British director Lewis Allen made The Uninvited in 1944 from a novel by Dorothy Macardle. It stars Ray Milland and Ruth Hussey as a brother and sister who begin seeing and hearing strange things in the night when they unwittingly move into a haunted house on the coast of Cornwall. The movie ranks among the two or three best ghost stories ever filmed, no small thanks to its musical soundtrack. Fortunately, it's the longest suite on the disc, a little over twenty-four minutes, and it contains the most evocative tunes. Chief among them is one called "Stella By Starlight," a pseudo-Rachmaninov affair for piano and orchestra, later in the film heard on violin and orchestra, and a few years afterward recorded by the likes of Frank Sinatra and Harry James.
The Uninvited features mysterious-sounding mood music, descriptive scene accentuation, and good, old-fashioned Romanticism, all of it brought to life brilliantly by William Stromberg and his Moscow Symphony players, who have done this kind of thing so often it must be second-nature to them by now.

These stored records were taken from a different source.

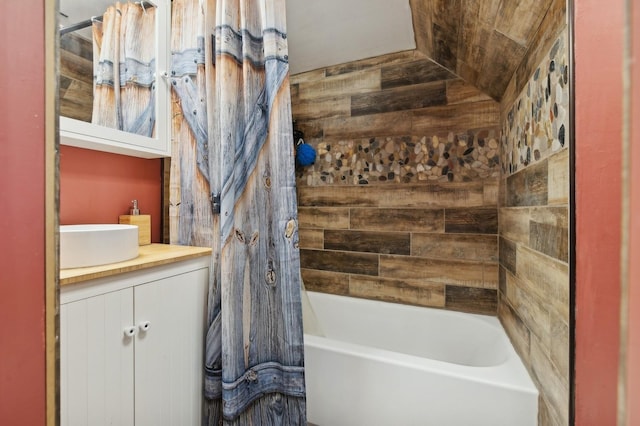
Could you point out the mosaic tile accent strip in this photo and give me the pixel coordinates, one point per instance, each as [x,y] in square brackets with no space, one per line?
[537,124]
[451,158]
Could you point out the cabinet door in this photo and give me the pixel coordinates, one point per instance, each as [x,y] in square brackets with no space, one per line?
[96,361]
[169,354]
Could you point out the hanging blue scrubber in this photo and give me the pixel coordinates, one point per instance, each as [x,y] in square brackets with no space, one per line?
[305,155]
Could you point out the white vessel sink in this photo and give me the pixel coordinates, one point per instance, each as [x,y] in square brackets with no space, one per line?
[92,245]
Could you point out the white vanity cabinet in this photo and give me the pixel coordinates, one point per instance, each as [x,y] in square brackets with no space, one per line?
[132,347]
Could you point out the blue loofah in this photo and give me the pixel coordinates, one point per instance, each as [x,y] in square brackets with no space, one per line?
[305,155]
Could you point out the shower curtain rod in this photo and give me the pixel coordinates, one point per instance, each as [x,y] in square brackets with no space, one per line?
[88,22]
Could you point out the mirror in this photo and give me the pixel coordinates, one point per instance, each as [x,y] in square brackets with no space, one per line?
[111,58]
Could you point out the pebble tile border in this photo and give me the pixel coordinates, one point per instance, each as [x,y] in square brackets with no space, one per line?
[449,158]
[537,124]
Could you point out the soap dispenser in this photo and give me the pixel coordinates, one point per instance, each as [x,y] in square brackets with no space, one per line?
[142,221]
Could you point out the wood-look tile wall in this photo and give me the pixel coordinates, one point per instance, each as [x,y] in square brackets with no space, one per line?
[404,235]
[534,230]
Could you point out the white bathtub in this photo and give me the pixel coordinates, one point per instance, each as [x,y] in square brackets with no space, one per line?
[395,365]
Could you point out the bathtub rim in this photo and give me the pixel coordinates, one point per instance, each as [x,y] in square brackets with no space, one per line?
[509,374]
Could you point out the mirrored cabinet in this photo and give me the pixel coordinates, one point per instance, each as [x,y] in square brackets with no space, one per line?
[114,94]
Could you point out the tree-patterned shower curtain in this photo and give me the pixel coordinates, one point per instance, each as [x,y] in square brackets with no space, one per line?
[124,68]
[233,188]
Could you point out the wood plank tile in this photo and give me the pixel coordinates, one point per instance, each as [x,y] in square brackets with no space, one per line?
[313,129]
[549,231]
[368,241]
[413,73]
[553,388]
[471,220]
[519,20]
[325,281]
[321,108]
[339,85]
[464,194]
[311,238]
[323,217]
[445,46]
[461,92]
[456,118]
[553,25]
[345,262]
[474,300]
[375,62]
[399,99]
[560,345]
[446,20]
[482,248]
[559,178]
[420,293]
[308,76]
[546,277]
[529,186]
[491,190]
[508,254]
[462,273]
[532,310]
[421,14]
[518,333]
[490,275]
[399,220]
[502,59]
[502,282]
[476,23]
[514,224]
[374,125]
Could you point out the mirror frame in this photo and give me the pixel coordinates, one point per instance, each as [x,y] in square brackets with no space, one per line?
[90,136]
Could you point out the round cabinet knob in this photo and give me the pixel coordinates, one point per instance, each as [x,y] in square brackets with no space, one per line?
[130,331]
[144,325]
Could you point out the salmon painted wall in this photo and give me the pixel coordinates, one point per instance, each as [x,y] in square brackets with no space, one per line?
[97,187]
[633,348]
[599,30]
[22,214]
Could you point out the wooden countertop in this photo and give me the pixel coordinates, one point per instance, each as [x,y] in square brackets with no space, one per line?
[148,257]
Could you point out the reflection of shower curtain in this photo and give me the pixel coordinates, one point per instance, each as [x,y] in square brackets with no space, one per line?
[233,188]
[124,69]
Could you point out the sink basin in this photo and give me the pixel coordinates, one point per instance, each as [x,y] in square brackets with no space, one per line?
[92,245]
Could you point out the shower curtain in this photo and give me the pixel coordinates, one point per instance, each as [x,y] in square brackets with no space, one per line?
[124,68]
[232,188]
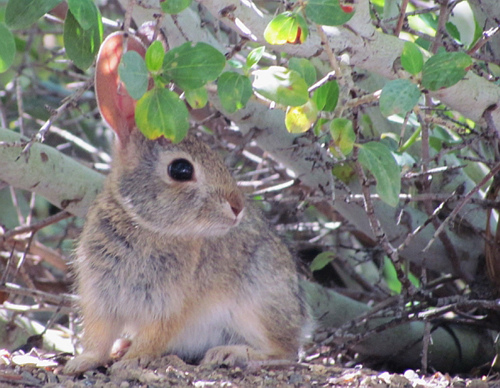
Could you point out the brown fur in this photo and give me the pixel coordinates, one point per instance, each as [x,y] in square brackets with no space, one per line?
[188,268]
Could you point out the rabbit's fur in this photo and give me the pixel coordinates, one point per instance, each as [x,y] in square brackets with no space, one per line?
[186,267]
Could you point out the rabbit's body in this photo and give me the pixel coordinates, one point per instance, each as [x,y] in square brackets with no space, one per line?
[185,265]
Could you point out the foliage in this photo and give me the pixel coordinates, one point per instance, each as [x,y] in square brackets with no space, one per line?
[408,136]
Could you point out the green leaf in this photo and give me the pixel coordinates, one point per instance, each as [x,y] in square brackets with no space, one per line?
[327,96]
[328,12]
[398,97]
[84,11]
[197,98]
[82,45]
[161,112]
[22,13]
[7,48]
[282,85]
[134,74]
[254,56]
[322,260]
[287,27]
[453,31]
[191,66]
[154,56]
[443,70]
[412,59]
[174,6]
[234,91]
[343,135]
[305,68]
[299,119]
[378,159]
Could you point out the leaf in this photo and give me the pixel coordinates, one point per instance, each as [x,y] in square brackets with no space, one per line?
[287,27]
[282,85]
[161,112]
[343,135]
[328,12]
[412,59]
[7,48]
[300,118]
[327,96]
[197,98]
[154,56]
[84,11]
[254,56]
[134,74]
[305,68]
[378,159]
[20,14]
[174,6]
[443,70]
[453,31]
[234,91]
[322,260]
[191,66]
[82,45]
[398,97]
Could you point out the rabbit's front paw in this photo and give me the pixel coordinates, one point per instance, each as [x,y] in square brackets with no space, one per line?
[82,364]
[231,355]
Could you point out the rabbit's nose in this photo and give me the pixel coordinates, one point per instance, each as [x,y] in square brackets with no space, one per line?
[236,201]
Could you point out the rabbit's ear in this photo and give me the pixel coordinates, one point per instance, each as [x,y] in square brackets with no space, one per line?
[116,106]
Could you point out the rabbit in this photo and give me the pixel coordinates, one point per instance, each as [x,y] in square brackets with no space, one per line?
[173,254]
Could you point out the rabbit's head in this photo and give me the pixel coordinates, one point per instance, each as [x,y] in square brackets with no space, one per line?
[178,190]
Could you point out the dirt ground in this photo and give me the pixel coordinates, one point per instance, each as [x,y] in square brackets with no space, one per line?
[170,371]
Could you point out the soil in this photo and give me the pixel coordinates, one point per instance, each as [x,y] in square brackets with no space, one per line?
[170,371]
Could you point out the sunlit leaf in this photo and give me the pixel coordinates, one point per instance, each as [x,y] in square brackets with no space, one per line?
[174,6]
[7,48]
[328,12]
[82,45]
[287,27]
[281,85]
[161,112]
[154,56]
[398,97]
[299,119]
[412,59]
[443,70]
[254,56]
[134,74]
[378,159]
[191,66]
[305,68]
[234,91]
[197,98]
[84,11]
[343,135]
[22,13]
[327,96]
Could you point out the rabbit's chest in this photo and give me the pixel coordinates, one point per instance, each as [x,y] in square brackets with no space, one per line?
[141,288]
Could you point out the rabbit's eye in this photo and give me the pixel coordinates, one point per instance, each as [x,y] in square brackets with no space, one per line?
[181,170]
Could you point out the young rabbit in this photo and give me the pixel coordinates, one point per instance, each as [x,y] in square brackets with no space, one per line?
[174,255]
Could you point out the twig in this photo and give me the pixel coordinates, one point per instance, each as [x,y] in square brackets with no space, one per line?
[60,299]
[402,17]
[459,207]
[35,227]
[40,136]
[443,18]
[487,35]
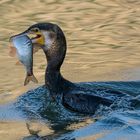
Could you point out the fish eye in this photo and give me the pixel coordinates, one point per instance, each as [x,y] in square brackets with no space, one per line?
[35,30]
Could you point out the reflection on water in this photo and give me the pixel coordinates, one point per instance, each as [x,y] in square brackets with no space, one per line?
[103,44]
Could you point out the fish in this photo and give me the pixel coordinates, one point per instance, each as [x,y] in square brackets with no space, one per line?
[24,49]
[13,51]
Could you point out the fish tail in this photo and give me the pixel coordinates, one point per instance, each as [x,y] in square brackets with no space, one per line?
[30,78]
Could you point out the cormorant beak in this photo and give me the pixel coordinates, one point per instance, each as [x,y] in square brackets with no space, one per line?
[23,33]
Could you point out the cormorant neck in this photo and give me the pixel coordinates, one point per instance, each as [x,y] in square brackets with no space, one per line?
[55,56]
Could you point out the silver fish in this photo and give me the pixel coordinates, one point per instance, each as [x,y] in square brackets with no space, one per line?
[24,49]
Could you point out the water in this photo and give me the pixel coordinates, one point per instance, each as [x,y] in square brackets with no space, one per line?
[103,45]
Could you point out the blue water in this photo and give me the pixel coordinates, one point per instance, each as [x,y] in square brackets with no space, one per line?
[119,121]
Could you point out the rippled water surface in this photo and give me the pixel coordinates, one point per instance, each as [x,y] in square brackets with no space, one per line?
[103,38]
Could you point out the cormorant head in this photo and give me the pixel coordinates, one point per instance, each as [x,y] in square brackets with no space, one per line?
[44,34]
[51,39]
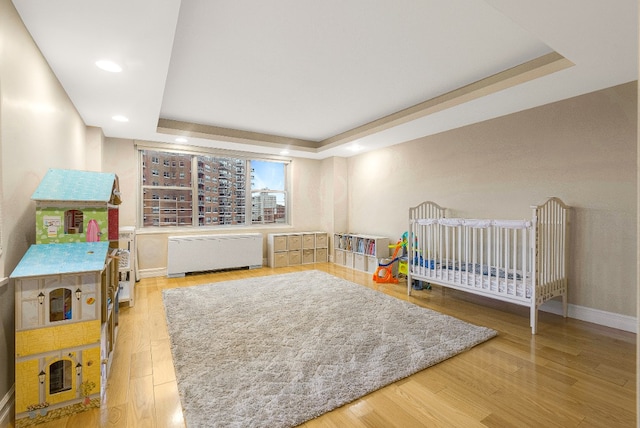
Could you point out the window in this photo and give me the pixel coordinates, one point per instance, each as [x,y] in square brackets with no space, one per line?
[60,305]
[60,375]
[246,191]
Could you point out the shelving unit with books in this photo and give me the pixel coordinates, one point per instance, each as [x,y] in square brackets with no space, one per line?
[360,252]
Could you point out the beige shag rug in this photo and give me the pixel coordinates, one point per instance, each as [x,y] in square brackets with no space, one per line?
[276,351]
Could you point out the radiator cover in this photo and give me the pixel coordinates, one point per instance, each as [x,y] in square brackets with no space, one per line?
[197,253]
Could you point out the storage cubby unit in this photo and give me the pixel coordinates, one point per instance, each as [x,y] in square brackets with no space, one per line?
[360,252]
[289,249]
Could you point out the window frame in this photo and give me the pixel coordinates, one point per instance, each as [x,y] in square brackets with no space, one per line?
[194,152]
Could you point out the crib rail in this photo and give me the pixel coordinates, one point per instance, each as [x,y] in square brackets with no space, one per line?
[517,261]
[551,233]
[487,256]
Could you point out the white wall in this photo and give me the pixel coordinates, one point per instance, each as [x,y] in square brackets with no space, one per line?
[582,150]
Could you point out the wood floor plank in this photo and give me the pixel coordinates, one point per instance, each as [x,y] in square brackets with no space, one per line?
[167,405]
[572,374]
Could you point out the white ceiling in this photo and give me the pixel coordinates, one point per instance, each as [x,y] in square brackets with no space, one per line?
[317,77]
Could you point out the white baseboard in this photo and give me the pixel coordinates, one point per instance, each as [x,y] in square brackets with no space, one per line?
[6,408]
[152,273]
[596,316]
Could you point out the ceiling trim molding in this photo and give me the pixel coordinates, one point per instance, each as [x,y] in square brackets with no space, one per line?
[525,72]
[195,130]
[530,70]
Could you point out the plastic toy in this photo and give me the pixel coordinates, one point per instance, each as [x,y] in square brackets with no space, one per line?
[384,272]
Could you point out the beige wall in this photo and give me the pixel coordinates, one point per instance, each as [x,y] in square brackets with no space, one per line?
[582,150]
[39,129]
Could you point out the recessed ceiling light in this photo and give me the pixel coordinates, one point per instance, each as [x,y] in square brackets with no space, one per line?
[110,66]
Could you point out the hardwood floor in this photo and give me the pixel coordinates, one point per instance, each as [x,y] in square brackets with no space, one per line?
[571,374]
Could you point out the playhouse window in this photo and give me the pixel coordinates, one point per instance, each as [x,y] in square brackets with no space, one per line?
[73,222]
[60,375]
[60,305]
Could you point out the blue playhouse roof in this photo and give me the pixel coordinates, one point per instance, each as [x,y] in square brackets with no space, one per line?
[50,259]
[76,186]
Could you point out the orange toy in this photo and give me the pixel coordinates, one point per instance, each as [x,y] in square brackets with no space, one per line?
[384,272]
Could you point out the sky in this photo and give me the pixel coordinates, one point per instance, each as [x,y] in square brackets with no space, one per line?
[268,175]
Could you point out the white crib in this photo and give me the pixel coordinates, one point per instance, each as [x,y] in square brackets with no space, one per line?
[517,261]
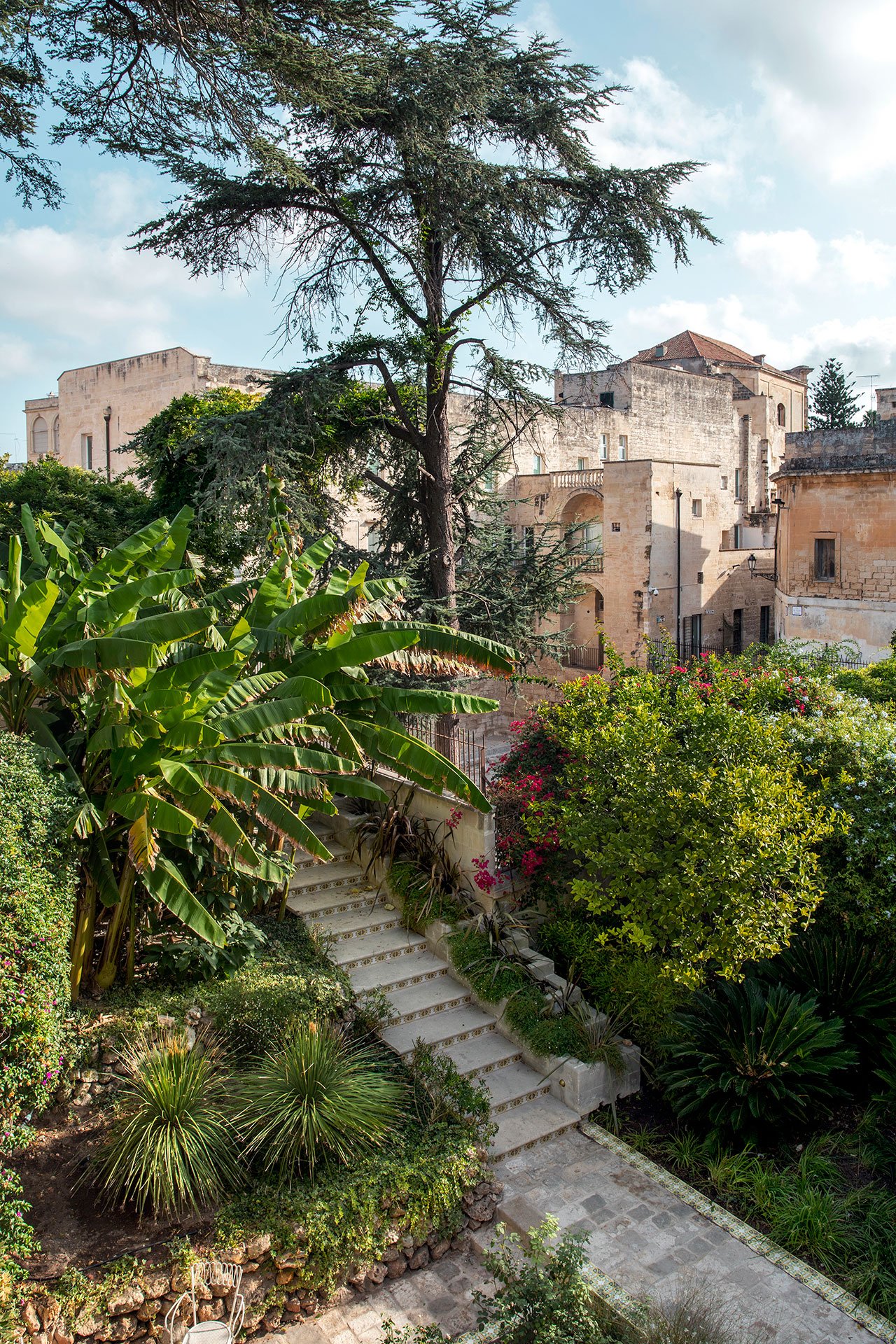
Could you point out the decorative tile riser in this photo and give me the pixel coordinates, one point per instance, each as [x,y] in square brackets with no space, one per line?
[533,1142]
[430,1012]
[378,926]
[368,961]
[453,1040]
[413,980]
[344,907]
[333,885]
[480,1070]
[517,1101]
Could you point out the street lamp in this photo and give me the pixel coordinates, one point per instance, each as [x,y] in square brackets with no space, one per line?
[106,416]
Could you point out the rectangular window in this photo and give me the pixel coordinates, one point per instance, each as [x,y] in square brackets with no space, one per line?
[825,559]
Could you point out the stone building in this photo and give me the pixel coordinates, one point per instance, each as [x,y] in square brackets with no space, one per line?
[837,536]
[97,409]
[663,465]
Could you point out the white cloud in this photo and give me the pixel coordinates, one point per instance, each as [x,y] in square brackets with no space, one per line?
[865,261]
[825,73]
[780,257]
[659,122]
[78,289]
[722,318]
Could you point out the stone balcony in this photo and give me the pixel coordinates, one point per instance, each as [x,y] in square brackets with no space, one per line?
[589,480]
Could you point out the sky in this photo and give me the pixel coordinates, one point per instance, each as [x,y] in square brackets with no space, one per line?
[789,105]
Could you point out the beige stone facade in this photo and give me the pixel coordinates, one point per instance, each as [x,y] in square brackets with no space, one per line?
[101,406]
[665,463]
[837,538]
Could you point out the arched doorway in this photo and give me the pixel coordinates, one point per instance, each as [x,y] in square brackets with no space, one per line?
[582,518]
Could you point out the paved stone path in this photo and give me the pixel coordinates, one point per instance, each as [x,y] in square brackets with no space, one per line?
[440,1294]
[649,1241]
[641,1236]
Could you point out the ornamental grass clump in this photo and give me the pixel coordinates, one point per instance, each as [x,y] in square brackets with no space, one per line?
[171,1145]
[754,1059]
[318,1098]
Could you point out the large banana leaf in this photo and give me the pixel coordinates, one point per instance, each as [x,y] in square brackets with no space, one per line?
[167,885]
[27,617]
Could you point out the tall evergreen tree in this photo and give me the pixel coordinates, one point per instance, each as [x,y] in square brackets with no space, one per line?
[448,190]
[833,402]
[163,74]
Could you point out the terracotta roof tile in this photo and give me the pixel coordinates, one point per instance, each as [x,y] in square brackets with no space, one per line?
[694,346]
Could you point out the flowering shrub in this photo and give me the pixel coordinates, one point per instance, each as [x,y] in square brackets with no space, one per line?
[679,818]
[527,778]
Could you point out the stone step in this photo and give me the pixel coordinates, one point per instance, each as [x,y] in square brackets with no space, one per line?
[514,1086]
[533,1123]
[332,901]
[441,1028]
[415,1002]
[374,946]
[479,1056]
[318,876]
[413,968]
[356,924]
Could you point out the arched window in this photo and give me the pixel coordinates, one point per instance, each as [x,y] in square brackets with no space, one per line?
[39,437]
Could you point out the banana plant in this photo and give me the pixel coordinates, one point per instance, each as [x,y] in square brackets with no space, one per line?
[234,718]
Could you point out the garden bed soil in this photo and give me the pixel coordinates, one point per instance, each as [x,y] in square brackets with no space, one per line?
[71,1225]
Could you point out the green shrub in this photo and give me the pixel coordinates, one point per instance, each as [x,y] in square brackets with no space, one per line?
[316,1098]
[171,1145]
[695,835]
[849,758]
[848,976]
[290,980]
[419,899]
[637,990]
[754,1060]
[36,906]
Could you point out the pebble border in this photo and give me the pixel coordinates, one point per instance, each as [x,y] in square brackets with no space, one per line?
[797,1269]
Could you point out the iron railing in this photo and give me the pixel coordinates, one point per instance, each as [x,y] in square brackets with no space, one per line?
[464,748]
[659,654]
[586,656]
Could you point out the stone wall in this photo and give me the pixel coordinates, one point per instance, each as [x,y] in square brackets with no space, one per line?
[136,1310]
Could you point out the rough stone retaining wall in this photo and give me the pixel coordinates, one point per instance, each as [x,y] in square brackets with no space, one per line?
[136,1310]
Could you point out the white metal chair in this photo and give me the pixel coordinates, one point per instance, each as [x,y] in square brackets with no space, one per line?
[210,1332]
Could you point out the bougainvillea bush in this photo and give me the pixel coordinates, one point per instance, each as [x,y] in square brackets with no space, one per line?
[678,808]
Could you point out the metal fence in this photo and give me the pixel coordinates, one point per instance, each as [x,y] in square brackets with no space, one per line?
[587,656]
[464,748]
[659,655]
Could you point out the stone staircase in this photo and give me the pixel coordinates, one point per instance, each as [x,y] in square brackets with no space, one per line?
[368,942]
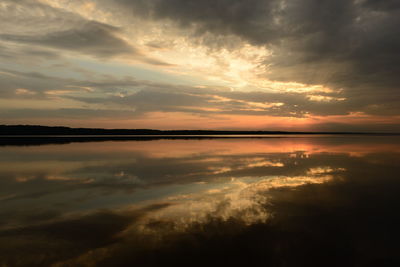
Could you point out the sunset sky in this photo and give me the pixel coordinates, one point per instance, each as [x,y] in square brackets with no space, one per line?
[326,65]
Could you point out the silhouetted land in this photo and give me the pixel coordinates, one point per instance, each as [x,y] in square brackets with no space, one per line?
[12,130]
[27,135]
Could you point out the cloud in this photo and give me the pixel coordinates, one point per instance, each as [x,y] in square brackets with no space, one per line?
[349,45]
[39,26]
[91,38]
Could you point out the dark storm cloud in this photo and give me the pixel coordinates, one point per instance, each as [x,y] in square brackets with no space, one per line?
[352,45]
[137,97]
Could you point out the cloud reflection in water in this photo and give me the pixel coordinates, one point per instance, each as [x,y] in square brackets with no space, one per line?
[274,199]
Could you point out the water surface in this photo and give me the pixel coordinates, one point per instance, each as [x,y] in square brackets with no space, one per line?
[281,201]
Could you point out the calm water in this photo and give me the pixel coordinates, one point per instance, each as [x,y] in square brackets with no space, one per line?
[296,201]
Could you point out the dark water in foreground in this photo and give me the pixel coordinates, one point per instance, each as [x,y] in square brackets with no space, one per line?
[296,201]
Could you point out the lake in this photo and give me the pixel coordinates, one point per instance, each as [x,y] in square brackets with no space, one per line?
[271,201]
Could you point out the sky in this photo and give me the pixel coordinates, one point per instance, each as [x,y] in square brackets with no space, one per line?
[314,65]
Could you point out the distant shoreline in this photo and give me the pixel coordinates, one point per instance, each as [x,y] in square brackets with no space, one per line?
[52,131]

The sound, recorded by Marco Polo in 1999, is an improvement over their previous work. This album is from the same team I have reviewed before in film music, but the sonics this time are less disproportionately warm and round, more detailed, and more immediate. There is a small degree of hardness to the upper midrange, to be sure, but otherwise it is solid and clean. A lengthy and highly informative booklet insert completes the package.
Although I have to deem the whole project a success, I recommend The Uninvited in particular for repeat listening.